A presença da língua tupi foi marcante nos primeiros duzentos anos da colonização portuguesa no Brasil. Missionários, exploradores, bandeirantes e autoridades coloniais adotaram palavras indígenas para nomear rios, montanhas e aldeias. Com o crescimento desses assentamentos, muitos se tornaram municípios, mantendo as denominações originais.
Relatórios sobre a toponímia no Brasil indicam que há aproximadamente 148 cidades que começam com “Ita”, com uma concentração significativa nos estados da Bahia, Minas Gerais e São Paulo.
Além de ‘Ita’: a natureza também deu nomes ao Brasil
O prefixo “Ita” é apenas uma das diversas palavras indígenas que foram incorporadas aos nomes de cidades brasileiras. Outros termos comumente encontrados incluem:
- Pará: significa “rio”;
- Iguaçu: traduz-se como “água grande”;
- Pira: que significa “peixe”;
- Mirim: que quer dizer “pequeno”;
- Açu (ou Guaçu): que significa “grande”;
- Porã: que se traduz como “bonito”;
- Tinga: que significa “branco” ou “claro”;
- Una: que se refere a “preto” ou “escuro”.

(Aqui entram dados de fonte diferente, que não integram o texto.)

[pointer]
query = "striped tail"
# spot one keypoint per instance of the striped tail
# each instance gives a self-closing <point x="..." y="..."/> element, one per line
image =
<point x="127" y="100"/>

Essa diversidade de combinações deu origem a muitos nomes que permanecem no cotidiano dos brasileiros atualmente.
Um legado que atravessa gerações
Apesar do predominante uso do português, uma quantidade considerável de palavras de origem indígena continua sendo usada na linguagem cotidiana no Brasil. Nomes de cidades, estados, rios e montanhas, juntamente com palavras de uso comum, como “mandioca”, “pipoca”, “jacaré”, “capivara” e “abacaxi”, são exemplos claros dessa herança.
Os estudiosos referem-se a esse conjunto de nomes, provenientes de línguas indígenas, como um patrimônio linguístico que preserva uma parte significativa da cultura dos povos nativos, ajudando a contar a história de como diferentes regiões eram percebidas muito antes da formação do país que conhecemos hoje.
A influência das línguas indígenas
A presença da língua tupi e de outras línguas indígenas no Brasil moldou não apenas a toponímia, mas também a identidade cultural do povo brasileiro. Cada nome carrega uma história, uma relação com a natureza e um traço da convivência de diferentes culturas.
Preservar esses nomes e compreender suas origens é essencial para reconhecer a riqueza da diversidade cultural e para honrar os legados dos povos indígenas que habitaram e habitam o Brasil.